Langlois C
E.P.H.E. section sciences religieuses, Sorbonne, Paris.
Hist Sci Med. 1994;28(4):325-36.
Are we right to establish a parallel between, on the one hand, Bernadette Soubirous, the pious visionary of Lourdes, and Thérèse Martin, the nun of Lisieux, and on the other hand, the hysterical women who were shown in public by Charcot at the "Salpêtrière Hospital"? If we compare the way all of them were photographed, we bring to light something similar between two facts: I. - the attempts to give a new medical significance to religious-ordinarily speaking-poses; 2 - the attempts to give a particular religious significance to common body positions. So we are led to suggest meaningful changes in the links between medicine and religion, expressed by the language of women's bodies.

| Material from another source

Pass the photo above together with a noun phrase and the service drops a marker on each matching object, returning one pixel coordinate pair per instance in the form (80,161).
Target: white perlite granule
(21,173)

一方面,卢尔德的虔诚幻象者贝尔纳黛特·苏比鲁斯(Bernadette Soubirous)和利雪的修女德肋撒·玛德兰(Thérèse Martin),另一方面,被夏科(Charcot)在“萨尔佩特里埃医院”公开展示的癔症女性,我们将二者进行类比是否正确呢?如果我们比较她们所有人被拍照的方式,就会揭示出两个事实之间的某种相似之处:其一,试图赋予宗教姿势(通常意义上的)新的医学意义;其二,试图赋予普通身体姿势特定的宗教意义。因此,我们不禁要提出,医学与宗教之间的联系发生了有意义的变化,这种变化通过女性身体的语言得以表达。